Part of the problem in believing that existing treatments can adequately manage heart failure and prevent acute decompensations is that about 75% of acute heart failure episodes either occur as the first presentation of heart failure, or occur in patients with heart failure with preserved ejection fraction (HFpEF), a type of heart failure that, until recently, had no chronic drug regimens with widely acknowledged efficacy for HFpEF. (The 2017 U.S. heart failure management guidelines update listed aldosterone receptor antagonists as a class IIb recommendation for treating HFpEF, the first time guidelines have sanctioned a drug class for treating HFpEF [Circulation. 2017 Apr 28. doi: 10.1161/CIR.0000000000000509].)
“For patients with heart failure with reduced ejection fraction, you can give optimal treatments and [decompensations] are prevented,” noted Dr. Mebazaa, a professor of anesthesiology and resuscitation at Lariboisière Hospital in Paris. “But for the huge number of HFpEF patients we have nothing. Acute heart failure will remain prevalent, and we still don’t have the right drugs to use on these patients.”

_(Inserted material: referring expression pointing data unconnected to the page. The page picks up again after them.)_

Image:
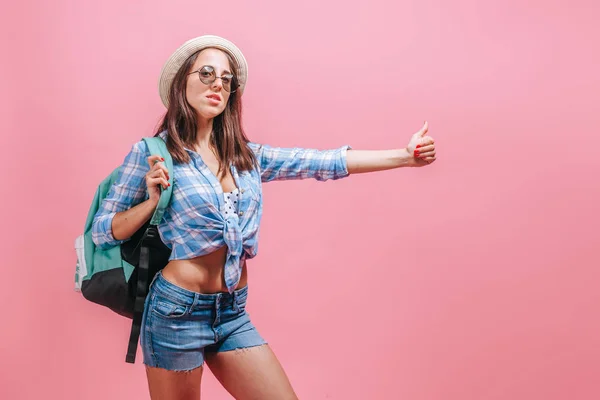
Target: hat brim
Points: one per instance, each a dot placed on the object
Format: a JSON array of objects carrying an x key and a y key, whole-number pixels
[{"x": 176, "y": 60}]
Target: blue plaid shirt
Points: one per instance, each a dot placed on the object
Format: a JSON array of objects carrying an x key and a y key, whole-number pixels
[{"x": 194, "y": 223}]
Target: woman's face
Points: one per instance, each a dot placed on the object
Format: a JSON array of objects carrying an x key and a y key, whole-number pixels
[{"x": 209, "y": 100}]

The TRUE-AHF trial was sponsored by Cardiorentis. RELAX-AHF-2 was sponsored by Novartis. Dr. Ruschitzka has been a speaker on behalf of Novartis, and has been a speaker for or consultant to several companies and was a coinvestigator for TRUE-AHF and received fees from Cardiorentis for his participation. Dr. Packer is a consultant to and stockholder in Cardiorentis and has been a consultant to several other companies. Dr. Felker has been a consultant to Novartis and several other companies and was a coinvestigator on RELAX-AHF-2. Dr. Butler has been a consultant to several companies. Dr. Cleland has received research support from Novartis, and he has been a consultant to and received research support from several other companies. Dr. Mebazaa has received honoraria from Novartis and Cardiorentis as well as from several other companies and was a coinvestigator on TRUE-AHF.